Breaking Into My Own VMs

Intro

Recently I found myself locked out of a VM that I have hosted using KVM. Unfortunately, I could no longer remember my account’s password, and I hadn’t saved it in my password locker.

The VM (domain) is running Ubuntu Xenial 16.04.1, and the image type is a qcow2. KVM is running on Debian Jessie 8.6.

Mounting the VMs Image

After searching for someone with a similar problem, I found this page which got me started.

Important: Be sure that your VM (domain) is shutdown before proceeding. (Follow steps 2-4 on that guide)

Once I got to step 6, I realized that they were using .img images instead of qcow2. Next, I found this page which showed me how to mount a qcow2 image to my host. Not knowing exactly how my images were set up, I started following the guide from the 4th paragraph “To mount qcow2 images …”

Here’s an example of the commands I ran

modprobe nbd max_part=63
qemu-nbd -c /dev/nbd0 <path to qcow2 image>
mkdir -p /mnt/image
mount /dev/nbd0p1 /mnt/image

Once I got to the next paragraph which talked about LVM, none of the commands worked, and I realized I wasn’t using LVM. At this point, I tried browsing to /mnt/image/ and saw that it had, in fact, mounted the image properly.

Editing /etc/shadow

So I went back to the original guide I found. Step 13 shows how to edit /etc/shadow to remove an account’s password.
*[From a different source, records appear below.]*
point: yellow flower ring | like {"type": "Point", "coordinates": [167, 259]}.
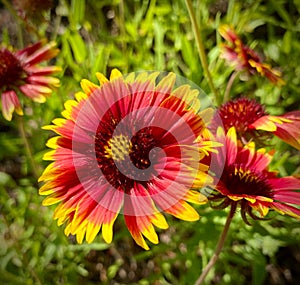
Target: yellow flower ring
{"type": "Point", "coordinates": [137, 144]}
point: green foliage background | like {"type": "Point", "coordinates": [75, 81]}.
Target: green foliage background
{"type": "Point", "coordinates": [148, 35]}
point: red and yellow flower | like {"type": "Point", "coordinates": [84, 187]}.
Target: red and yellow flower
{"type": "Point", "coordinates": [247, 182]}
{"type": "Point", "coordinates": [20, 73]}
{"type": "Point", "coordinates": [252, 122]}
{"type": "Point", "coordinates": [243, 58]}
{"type": "Point", "coordinates": [134, 144]}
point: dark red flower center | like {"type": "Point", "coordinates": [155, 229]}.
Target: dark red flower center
{"type": "Point", "coordinates": [240, 113]}
{"type": "Point", "coordinates": [127, 157]}
{"type": "Point", "coordinates": [240, 180]}
{"type": "Point", "coordinates": [11, 70]}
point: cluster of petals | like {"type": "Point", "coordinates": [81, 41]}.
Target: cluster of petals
{"type": "Point", "coordinates": [243, 58]}
{"type": "Point", "coordinates": [247, 182]}
{"type": "Point", "coordinates": [134, 144]}
{"type": "Point", "coordinates": [252, 122]}
{"type": "Point", "coordinates": [21, 73]}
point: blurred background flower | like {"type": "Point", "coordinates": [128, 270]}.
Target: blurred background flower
{"type": "Point", "coordinates": [243, 58]}
{"type": "Point", "coordinates": [246, 181]}
{"type": "Point", "coordinates": [20, 73]}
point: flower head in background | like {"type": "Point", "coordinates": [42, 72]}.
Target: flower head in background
{"type": "Point", "coordinates": [20, 73]}
{"type": "Point", "coordinates": [134, 144]}
{"type": "Point", "coordinates": [32, 9]}
{"type": "Point", "coordinates": [244, 58]}
{"type": "Point", "coordinates": [247, 182]}
{"type": "Point", "coordinates": [252, 122]}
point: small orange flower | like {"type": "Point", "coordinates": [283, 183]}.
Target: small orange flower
{"type": "Point", "coordinates": [247, 182]}
{"type": "Point", "coordinates": [20, 73]}
{"type": "Point", "coordinates": [252, 122]}
{"type": "Point", "coordinates": [244, 58]}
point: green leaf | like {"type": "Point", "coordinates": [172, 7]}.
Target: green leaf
{"type": "Point", "coordinates": [78, 47]}
{"type": "Point", "coordinates": [77, 11]}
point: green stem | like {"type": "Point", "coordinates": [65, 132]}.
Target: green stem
{"type": "Point", "coordinates": [229, 86]}
{"type": "Point", "coordinates": [201, 51]}
{"type": "Point", "coordinates": [219, 247]}
{"type": "Point", "coordinates": [27, 147]}
{"type": "Point", "coordinates": [19, 26]}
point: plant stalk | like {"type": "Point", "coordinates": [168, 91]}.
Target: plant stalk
{"type": "Point", "coordinates": [201, 50]}
{"type": "Point", "coordinates": [219, 247]}
{"type": "Point", "coordinates": [28, 150]}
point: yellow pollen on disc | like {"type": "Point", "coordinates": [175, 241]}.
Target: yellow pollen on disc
{"type": "Point", "coordinates": [118, 147]}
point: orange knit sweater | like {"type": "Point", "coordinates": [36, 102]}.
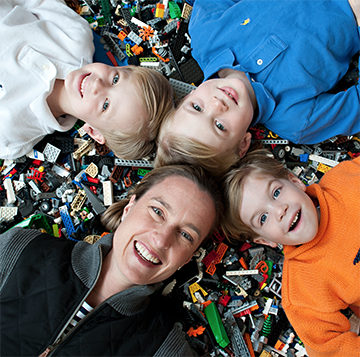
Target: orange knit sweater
{"type": "Point", "coordinates": [320, 278]}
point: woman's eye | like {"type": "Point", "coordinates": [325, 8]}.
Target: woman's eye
{"type": "Point", "coordinates": [116, 79]}
{"type": "Point", "coordinates": [263, 219]}
{"type": "Point", "coordinates": [106, 104]}
{"type": "Point", "coordinates": [197, 107]}
{"type": "Point", "coordinates": [277, 193]}
{"type": "Point", "coordinates": [157, 211]}
{"type": "Point", "coordinates": [187, 236]}
{"type": "Point", "coordinates": [219, 126]}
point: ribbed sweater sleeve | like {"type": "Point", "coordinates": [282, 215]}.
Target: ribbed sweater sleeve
{"type": "Point", "coordinates": [12, 244]}
{"type": "Point", "coordinates": [320, 278]}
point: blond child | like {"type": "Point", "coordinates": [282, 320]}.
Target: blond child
{"type": "Point", "coordinates": [270, 63]}
{"type": "Point", "coordinates": [47, 83]}
{"type": "Point", "coordinates": [317, 227]}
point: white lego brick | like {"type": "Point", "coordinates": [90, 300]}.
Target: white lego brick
{"type": "Point", "coordinates": [8, 213]}
{"type": "Point", "coordinates": [51, 153]}
{"type": "Point", "coordinates": [10, 193]}
{"type": "Point", "coordinates": [108, 193]}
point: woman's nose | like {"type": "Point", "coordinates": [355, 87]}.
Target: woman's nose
{"type": "Point", "coordinates": [163, 237]}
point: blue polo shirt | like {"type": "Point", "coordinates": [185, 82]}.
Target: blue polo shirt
{"type": "Point", "coordinates": [293, 52]}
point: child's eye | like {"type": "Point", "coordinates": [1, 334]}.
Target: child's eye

Basically just remove the encrypted password. You can read more about /etc/password on this nixCraft page.

Example:
Old:

root:$8$gbwrd7.g/:5345:0:99999:7:::

New:

root::5345:0:99999:7:::

Important: To allow you to SSH into the machine, you’ll either need to go into /etc/ssh/sshd_config and enable empty passwords, or copy a public key into the user’s ~/.ssh/authorized_keys file. (I chose the latter.)

Unmount and cleanup

Now it’s time to unmount the disk from the system and qemu-nbd. To do that, run these two commands. In the second guide that I linked to, they mention running killall qemu-nbd instead of qemu-nbd -d /dev/nbd0. I don’t think that’s a good idea. Someone in the comments mentioned using the qemu-nbd -d command, which seems to properly disconnect the image.

umount /mnt/image 
qemu-nbd -d /dev/nbd0

Start the VM and Set a New Password

You can now start the VM using virsh start <domainname>

Once you are logged in, you can use the passwd command with no arguments to set a password for your account.